Nordafrikas Prosperität als Schlüssel zum Frieden
Das Dilemma der nordafrikanischen Staaten liegt in der ökonomischen Aussichtslosigkeit und Abhängigkeit von Saudi-Arabien einserseits und dem Iran andererseits. Während Ägypten mit einem drastischen Bevölkerungswachstum bei gleichzeitiger ökonomischer Stagnation und Abhängigkeit von den USA leidet, die restlichen Mahgrebstaaten dieses Schicksal teilen und damit die Hegemonie der Saudis und anderer Emirate eine wichtige Rolle spielt, andererseits der Iran Syrien und die Hamas im Griff hat, hält dies die sozialen Verhältnisse gleichzeitig prekär, liefert den Nährboden für genügend Verzweifelte, die sich dem Terrorismus, der Israelfeindschaft und der Bereitschaft zu Kriegsführung und Intifada hinzugeben bereit sind. Was aber, wenn ein Strategiewechsel bei der Mobilität von Europa ausgehend diesen Teufelskreis durchbrechen würde? Wenn die EU etwa beschlösse, mit Milliardeninvestitionen in die nordafrikanischen Wüstengebiete Solarenergiekraftwerke größten Ausmaßes zu errichten und zu finanzieren? Wenn damit z.B. eine Wasserstofftechik für Brennstoffzellen-Mobilität aufgebaut würde, die mit Europäischem Kapital Produktion und Aufbau, Nutzung, Wartung und Bewachung von Solarenergiekraftwerken einen ungeheuren Wohlstands- und Beschäftigungsschub für den Mahgreb bedeuten könnte. Darüber hinaus würden die ökonomisch schwachen EU-Südstaaten wie Griechenland, Italien und Portugal zu neuen, gewichtigeren Playern in der EU wachsen.

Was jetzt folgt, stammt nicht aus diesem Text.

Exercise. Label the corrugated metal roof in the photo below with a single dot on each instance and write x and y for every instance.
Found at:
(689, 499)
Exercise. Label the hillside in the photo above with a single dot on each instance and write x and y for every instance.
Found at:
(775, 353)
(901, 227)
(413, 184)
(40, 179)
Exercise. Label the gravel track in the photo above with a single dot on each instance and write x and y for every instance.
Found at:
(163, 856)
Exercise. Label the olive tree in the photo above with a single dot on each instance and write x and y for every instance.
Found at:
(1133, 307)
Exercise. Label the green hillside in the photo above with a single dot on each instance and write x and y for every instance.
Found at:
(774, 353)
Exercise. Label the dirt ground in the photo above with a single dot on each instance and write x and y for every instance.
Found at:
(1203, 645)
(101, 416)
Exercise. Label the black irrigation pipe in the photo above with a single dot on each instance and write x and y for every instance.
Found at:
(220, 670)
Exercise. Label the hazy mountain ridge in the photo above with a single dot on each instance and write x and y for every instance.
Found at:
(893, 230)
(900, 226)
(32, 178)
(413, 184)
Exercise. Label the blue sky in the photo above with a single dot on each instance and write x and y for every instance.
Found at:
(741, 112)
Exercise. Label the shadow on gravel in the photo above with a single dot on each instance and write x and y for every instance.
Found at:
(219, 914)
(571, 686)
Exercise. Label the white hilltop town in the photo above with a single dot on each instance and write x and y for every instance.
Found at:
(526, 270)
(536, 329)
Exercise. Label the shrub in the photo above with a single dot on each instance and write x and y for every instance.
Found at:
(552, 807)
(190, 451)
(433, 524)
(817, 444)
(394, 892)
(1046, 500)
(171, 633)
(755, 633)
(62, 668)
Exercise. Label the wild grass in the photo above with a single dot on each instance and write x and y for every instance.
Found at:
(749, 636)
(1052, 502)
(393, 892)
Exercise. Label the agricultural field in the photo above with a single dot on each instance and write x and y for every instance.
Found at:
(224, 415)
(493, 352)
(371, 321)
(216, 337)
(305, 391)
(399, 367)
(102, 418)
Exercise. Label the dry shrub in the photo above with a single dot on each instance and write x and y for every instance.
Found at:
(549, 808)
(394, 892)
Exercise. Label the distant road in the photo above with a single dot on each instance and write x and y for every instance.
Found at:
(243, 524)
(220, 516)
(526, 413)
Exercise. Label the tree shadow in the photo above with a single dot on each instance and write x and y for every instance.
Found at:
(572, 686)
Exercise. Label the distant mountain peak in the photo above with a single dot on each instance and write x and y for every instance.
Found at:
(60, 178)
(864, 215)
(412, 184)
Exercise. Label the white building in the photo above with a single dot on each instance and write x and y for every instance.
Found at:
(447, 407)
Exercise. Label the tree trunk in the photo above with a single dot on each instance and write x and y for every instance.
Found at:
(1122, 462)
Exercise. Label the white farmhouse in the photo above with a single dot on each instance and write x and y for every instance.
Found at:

Vorteile einer prosperierenden Mahgreb-Region
Eine solche ökonomische Wandlung des Mahgreb hätte nicht nur den Vorteil, dass jede Menge Arbeitsplätze geschaffen würden. Bildung und Ausbildung, Perspektiven für die Jugend hätten nicht nur ökonomische und politische Stabilisierungen der Gesellschaften zur Folge: Sie würden die heutige ökonomische Attraktivität für Migration aus der EU hinaus verlagern und damit die Attraktivität dieser Region steigern. Erfahrungsgemäß würden aber mit überzeugender ökonomischer Besserstellung ideologischen Extremisten wie den Wahabiten in Saudi-Arabien, Moslembrüdern in Ägypten der Boden entzogen, weil wachsender Wohlstand und wachsende Bildung die natürlichen Feinde dieser Heilsideologien sind. Wie, wenn nicht auf diesem Wege, sollte eine Aussicht bestehen, den radikalen Predigern und Verführern den Boden zu entziehen?
Auch auf das Verhältnis zum Iran und zu Israel könnte eine solche Entwicklung positive Effekte haben. Es wird Zeit, dass die EU erkennt, dass in einer massiven ökologisch orientierten Wirtschaftsförderpolitik vor ihrer Südgrenze ungeheure Chancen liegen. Und prosperierende Mahgrebstaaten sind eine bessere Fluchtursachenpolitik als Zäune, Mauern und Militärpatrouillen. Nicht zuletzt vielleicht der Schlüssel für eine Befriedung des nahen Ostens und der Erhöhung der Sicherheit Israels. So könnte die EU dem 100 Milliarden für Waffen – Deal Trumps ein ökonomisch sinnvolles und friedenpolitisch wirksames Programm entgegen setzen. Statt Waffen zu verkaufen, von dem niemand weiss, gegen wen sie das wahabitische Mörderregime einsetzen wird. Friedenspolitik durch Wirtschaftsförderung – Wandel durch Annäherung: eigentlich eine Pflichtveranstaltung vor der eigenen Haustür!